In this series I am thinking about life and memory and how a memory can be shaped by later events and can become a false memory. And as I add layers of paint, stitch, sand and mend the memories can change and become more or less hurtful. "Sticks and Stones" was a very common response in my family.
And the pieces take more thinking and effort than doing something someone else has done before. Each piece is 4" X 4" square and is made from pieces ripped from a cotton sheet after it was painted with bituminous paint.
And I have learned that people, mostly women, darned and mended fine fabrics etc with human hair.
I haven't decided yet how to stop "a rush of blood to the head". I still have my bin of solid fabrics and my stitched stripes, I still have some of my books that led me off on a tangent, I still have times when I think what I am doing is not good and, maybe, this is always going to happen.

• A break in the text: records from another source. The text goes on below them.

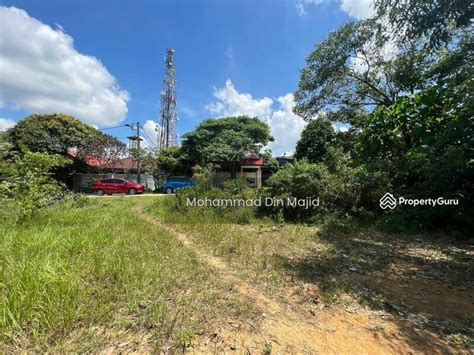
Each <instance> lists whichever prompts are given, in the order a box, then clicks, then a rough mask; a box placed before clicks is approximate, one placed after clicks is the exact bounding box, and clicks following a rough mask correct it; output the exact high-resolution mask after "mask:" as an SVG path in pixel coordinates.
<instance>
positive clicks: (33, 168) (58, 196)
mask: <svg viewBox="0 0 474 355" xmlns="http://www.w3.org/2000/svg"><path fill="white" fill-rule="evenodd" d="M13 163H14V164H13V169H11V171H10V172H9V175H8V176H7V177H6V179H5V180H4V181H3V182H2V183H1V184H0V192H1V195H2V197H3V198H7V199H12V201H13V202H14V204H15V205H16V207H17V208H18V210H19V212H20V214H21V216H23V217H24V216H28V215H31V214H33V213H34V212H36V211H38V210H40V209H43V208H47V207H52V206H55V205H57V204H59V203H62V202H64V201H65V200H67V199H69V198H71V195H72V194H70V193H69V192H68V191H67V190H66V189H65V187H64V185H63V184H61V183H59V182H58V181H56V180H54V179H53V178H51V176H50V173H51V170H53V169H54V168H59V167H63V166H66V165H67V164H69V163H70V161H69V160H68V159H66V158H64V157H62V156H59V155H48V154H46V153H31V152H27V153H25V154H24V155H23V156H21V157H20V156H16V157H14V158H13Z"/></svg>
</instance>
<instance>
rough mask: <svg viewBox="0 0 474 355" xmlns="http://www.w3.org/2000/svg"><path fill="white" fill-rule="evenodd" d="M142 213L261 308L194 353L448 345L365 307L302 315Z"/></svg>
mask: <svg viewBox="0 0 474 355" xmlns="http://www.w3.org/2000/svg"><path fill="white" fill-rule="evenodd" d="M139 216H140V218H142V219H144V220H145V221H146V222H148V223H151V224H153V225H156V226H158V227H160V228H162V229H164V230H166V231H168V232H169V233H170V234H171V235H173V236H174V237H175V238H177V239H178V240H179V241H180V242H181V243H183V245H184V246H186V247H187V248H190V249H192V250H193V252H195V253H196V255H197V256H198V258H199V259H200V261H201V262H202V263H204V264H207V265H208V266H209V267H210V268H211V269H212V270H214V271H215V272H216V273H217V275H218V277H220V278H221V280H222V281H223V282H225V283H227V284H229V285H232V288H233V290H234V291H236V292H237V293H238V294H239V295H241V296H242V298H245V299H246V300H248V301H250V302H252V303H253V304H254V305H255V306H256V308H258V309H259V310H261V312H262V320H261V322H260V324H259V325H258V326H256V327H253V328H252V327H249V326H248V325H244V324H238V325H237V326H236V325H235V324H233V325H232V326H229V327H228V328H226V329H222V330H221V332H220V334H214V335H211V336H210V337H209V336H207V337H206V336H203V337H202V339H200V342H199V344H198V345H197V346H196V347H195V348H194V349H193V351H194V352H196V353H200V352H207V353H209V352H212V351H219V352H221V351H223V350H224V351H236V352H238V353H254V352H258V353H262V351H263V352H265V351H267V352H268V351H270V350H271V352H273V353H320V352H323V353H325V354H327V353H334V354H336V353H337V354H387V353H413V352H421V353H446V352H450V349H449V348H447V347H446V345H445V343H444V342H442V341H441V340H440V339H439V338H438V337H437V336H436V335H434V334H431V333H427V332H424V333H423V334H421V335H417V334H415V333H414V334H413V337H410V338H407V337H406V329H405V331H404V332H402V331H401V330H400V326H402V325H401V324H399V323H397V322H396V321H395V320H394V319H393V318H392V319H390V318H391V317H390V318H387V317H384V318H383V317H377V316H374V313H373V312H371V311H370V310H367V309H360V310H358V311H357V312H354V313H348V312H345V311H343V310H337V309H331V308H323V309H321V310H319V311H318V312H317V313H313V314H312V315H311V314H309V312H308V314H307V315H306V314H305V313H304V312H302V310H301V309H298V305H296V304H294V303H295V302H294V300H291V299H290V295H288V297H287V299H286V300H284V302H281V301H279V300H275V299H273V298H272V297H269V296H268V295H267V294H265V292H263V291H262V290H261V289H260V288H259V287H258V286H256V285H252V284H250V283H248V282H246V281H245V280H242V279H241V277H239V275H238V274H237V272H235V271H234V270H233V269H232V268H230V267H229V266H228V264H227V263H226V262H225V261H223V260H222V259H221V258H219V257H216V256H213V255H211V254H209V253H207V252H205V251H204V250H202V249H201V248H200V247H198V246H197V245H196V244H195V243H193V241H192V238H190V237H189V236H187V235H185V234H183V233H181V232H180V231H178V230H176V229H175V228H174V227H172V226H169V225H166V224H164V223H162V222H160V221H158V220H157V219H155V218H154V217H152V216H150V215H148V214H146V213H145V212H143V211H140V213H139ZM403 326H406V325H403Z"/></svg>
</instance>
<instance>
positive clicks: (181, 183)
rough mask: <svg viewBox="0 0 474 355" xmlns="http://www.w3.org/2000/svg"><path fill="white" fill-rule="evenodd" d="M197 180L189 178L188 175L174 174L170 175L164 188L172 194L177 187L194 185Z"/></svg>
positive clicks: (175, 190) (190, 185)
mask: <svg viewBox="0 0 474 355" xmlns="http://www.w3.org/2000/svg"><path fill="white" fill-rule="evenodd" d="M194 185H196V182H194V181H193V180H191V179H190V178H188V177H187V176H174V177H169V178H168V179H167V180H166V181H165V182H164V184H163V186H162V189H163V191H164V192H165V193H167V194H172V193H173V192H175V191H176V190H177V189H179V188H181V187H186V186H194Z"/></svg>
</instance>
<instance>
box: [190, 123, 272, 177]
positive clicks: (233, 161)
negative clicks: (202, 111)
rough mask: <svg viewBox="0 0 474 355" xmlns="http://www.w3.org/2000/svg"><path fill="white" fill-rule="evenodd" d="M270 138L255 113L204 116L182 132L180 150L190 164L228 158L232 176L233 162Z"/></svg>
mask: <svg viewBox="0 0 474 355" xmlns="http://www.w3.org/2000/svg"><path fill="white" fill-rule="evenodd" d="M272 140H273V137H272V136H271V135H270V129H269V127H268V125H267V124H266V123H264V122H262V121H260V120H259V119H258V118H256V117H253V118H252V117H247V116H238V117H224V118H218V119H207V120H204V121H202V122H201V123H200V124H199V126H198V127H197V128H196V129H195V130H194V131H192V132H189V133H186V134H185V135H184V136H183V144H182V151H183V153H184V154H185V155H186V157H187V158H188V159H189V160H190V161H191V162H192V163H193V164H199V165H205V164H207V163H217V162H228V163H230V165H231V172H232V175H233V176H235V167H236V164H237V162H239V161H240V160H242V159H243V158H244V157H245V156H246V155H247V154H249V153H258V152H259V151H260V149H261V148H262V147H263V146H265V145H266V144H267V143H268V142H269V141H272Z"/></svg>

I would love to know how you avoid "a rush of blood to the head". Or do you just let it happen? For now I want to keep working on this series and ignore distractions.
This year one of my goals was to start using a "desk journal" or sketchbook to document what I am doing. I have tried to do this before but have never felt successful. Lisa Call in her blog "Make Big Art" has been running a very interesting series about artists and their sketchbooks and I have been following that.
Some artist have lots of different books for different activities, I tried that and it didn't last. I just spread lots of books everywhere and I could never find the one I wanted. So I knew I really needed to function with just one book. And I discovered I needed to call it my "Desk Journal" - now it stays on my desk which I try to tidy at the end of each day. And I have a system for that now as well.
I started by organising my page with a panel to make notes in and I stuck actual samples into my book. Ideas that I really liked.
And I printed photographs that I particularly liked and related to particular work. That was actually a hassle because I went uptown to get the photos printed and it held up my actions.
My "Desk Journal" kept on going - woohoo. It never had before.
I used it to make a potential daily plan and to make notes about waterproof pencils that look like fun to work with.
I photographed my papier mache bowl and printed it A5 size and put in in my journal, added my notes about the work and what I will do differently next time and I have a working "Desk Journal".
There are some things I will change as I go along, ie I will make my pictures smaller but for now this is great. I love that it is sequential, that everything is there and I only have one book.